Expanding Access Through Oral Administration

“What we’ve learned through years of research is that having an oral option really kind of opens up, activates and motivates different segments to seek treatment,” explained a Novo Nordisk executive during a pre-approval interview. “To have that conversation with their doctor to see if this is something that might be right for them.” The company believes the convenience of a pill will encourage more individuals to explore treatment options,building upon the success of their existing injectable therapies.

Novo Nordisk Gains Ground in a Booming Market

This approval provides Novo Nordisk with a crucial advantage over its primary competitor, Eli Lilly, which currently dominates the market with its obesity injection zepbound and is actively developing its own oral medication. The GLP-1 market, which these two pharmaceutical giants have pioneered, is projected to reach a staggering $100 billion by 2030, according to some analysts.

Wall Street analysts are optimistic about the potential of oral GLP-1 medications, with Goldman Sachs estimating thay could capture 24% – or roughly $22 billion – of the global weight loss drug market by 2030. BMO Capital Markets analyst Evan Seigerman noted the approval represents a “much-needed win” for Novo Nordisk, particularly considering recent challenges to its market share dominance in the incretin class of drugs.

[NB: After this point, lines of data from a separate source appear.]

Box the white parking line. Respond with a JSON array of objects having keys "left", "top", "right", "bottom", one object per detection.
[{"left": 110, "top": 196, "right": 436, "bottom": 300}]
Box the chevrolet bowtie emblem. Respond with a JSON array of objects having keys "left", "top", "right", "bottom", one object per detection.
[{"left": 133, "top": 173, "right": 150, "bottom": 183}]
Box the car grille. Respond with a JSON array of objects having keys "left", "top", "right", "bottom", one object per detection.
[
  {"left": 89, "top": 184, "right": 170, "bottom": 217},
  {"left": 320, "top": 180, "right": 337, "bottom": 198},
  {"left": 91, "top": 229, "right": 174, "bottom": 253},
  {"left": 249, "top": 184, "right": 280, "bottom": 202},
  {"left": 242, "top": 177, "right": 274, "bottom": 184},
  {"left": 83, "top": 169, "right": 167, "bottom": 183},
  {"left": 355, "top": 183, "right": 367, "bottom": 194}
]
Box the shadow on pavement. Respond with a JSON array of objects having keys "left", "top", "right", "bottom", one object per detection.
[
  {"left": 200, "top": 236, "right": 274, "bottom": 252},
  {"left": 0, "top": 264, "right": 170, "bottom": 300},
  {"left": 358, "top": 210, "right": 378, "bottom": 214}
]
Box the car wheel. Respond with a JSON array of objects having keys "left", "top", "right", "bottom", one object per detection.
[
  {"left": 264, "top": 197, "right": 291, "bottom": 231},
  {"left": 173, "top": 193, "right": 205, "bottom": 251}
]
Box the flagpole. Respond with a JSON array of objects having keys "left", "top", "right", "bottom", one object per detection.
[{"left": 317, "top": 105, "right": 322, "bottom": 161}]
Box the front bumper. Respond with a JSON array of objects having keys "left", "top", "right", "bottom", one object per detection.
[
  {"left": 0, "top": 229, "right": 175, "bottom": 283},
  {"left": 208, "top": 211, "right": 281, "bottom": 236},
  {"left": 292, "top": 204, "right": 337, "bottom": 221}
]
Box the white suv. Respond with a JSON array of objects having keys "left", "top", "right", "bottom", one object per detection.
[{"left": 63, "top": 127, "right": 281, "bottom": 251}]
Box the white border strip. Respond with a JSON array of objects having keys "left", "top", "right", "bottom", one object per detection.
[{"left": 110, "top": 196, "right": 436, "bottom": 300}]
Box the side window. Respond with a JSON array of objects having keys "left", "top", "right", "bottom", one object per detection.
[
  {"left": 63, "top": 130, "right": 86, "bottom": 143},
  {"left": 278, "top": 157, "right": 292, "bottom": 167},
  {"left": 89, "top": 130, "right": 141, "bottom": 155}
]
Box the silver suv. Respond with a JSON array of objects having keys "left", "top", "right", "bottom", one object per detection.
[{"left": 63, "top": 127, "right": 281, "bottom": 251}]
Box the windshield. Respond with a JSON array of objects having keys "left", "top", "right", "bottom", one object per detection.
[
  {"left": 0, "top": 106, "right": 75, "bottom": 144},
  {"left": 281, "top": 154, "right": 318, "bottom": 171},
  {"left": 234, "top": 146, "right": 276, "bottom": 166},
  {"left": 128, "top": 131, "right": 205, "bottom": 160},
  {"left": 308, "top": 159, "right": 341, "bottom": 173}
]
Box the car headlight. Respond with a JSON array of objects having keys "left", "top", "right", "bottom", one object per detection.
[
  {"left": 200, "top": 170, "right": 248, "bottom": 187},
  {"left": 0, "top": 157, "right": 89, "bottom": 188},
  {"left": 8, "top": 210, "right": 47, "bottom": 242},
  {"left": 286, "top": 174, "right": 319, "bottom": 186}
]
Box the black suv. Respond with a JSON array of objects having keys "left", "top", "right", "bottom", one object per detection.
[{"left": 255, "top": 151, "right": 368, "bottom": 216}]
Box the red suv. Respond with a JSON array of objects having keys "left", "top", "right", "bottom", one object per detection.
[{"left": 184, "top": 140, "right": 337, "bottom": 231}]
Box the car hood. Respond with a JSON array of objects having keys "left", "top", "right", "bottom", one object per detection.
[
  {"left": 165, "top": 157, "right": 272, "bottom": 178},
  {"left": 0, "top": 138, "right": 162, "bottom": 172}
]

Incretins are treatments that mimic gut hormones, such as GLP-1.

Clinical Trial Results Demonstrate Efficacy

The FDA’s decision was based on a phase three clinical trial involving over 300 adults with obesity, but without diabetes. Results presented at a medical conference in 2024 showed that a 25-milligram dose of the oral semaglutide led to an average weight loss of up to 16.6% after 64 weeks. Even when analyzing patients who discontinued the medication, the average weight loss remained significant at 13.6%.

The pill demonstrated slightly greater effectiveness than an experimental oral drug currently under review by the FDA from Eli Lilly.Though, a key difference lies in the administration requirements: Novo Nordisk’s pill necessitates a 30-minute waiting period before eating or drinking, while Eli Lilly’s treatment, which is not a peptide medication, is absorbed more readily and does not require such restrictions.

Addressing the Rise of Compounded Medications

Novo Nordisk also addressed the growing concern surrounding unapproved, compounded versions of GLP-1 medications. A company spokesperson stated that the pill’s pricing aims to align with the cost of these compounded alternatives,which gained popularity during recent shortages of Ozempic and Wegovy. Patients turned to these cheaper options when faced with limited insurance coverage or supply constraints.

However, the spokesperson expressed alarm over the presence of illegitimate ingredients in some compounded medications, emphasizing the risks associated with illegally mass-marketed products. The FDA has largely curtailed the legal production of compounded semaglutide following the resolution of the earlier shortages. “It continues to be alarming and disturbing for us,” the spokesperson said, referring to the potential health risks posed by these unregulated products.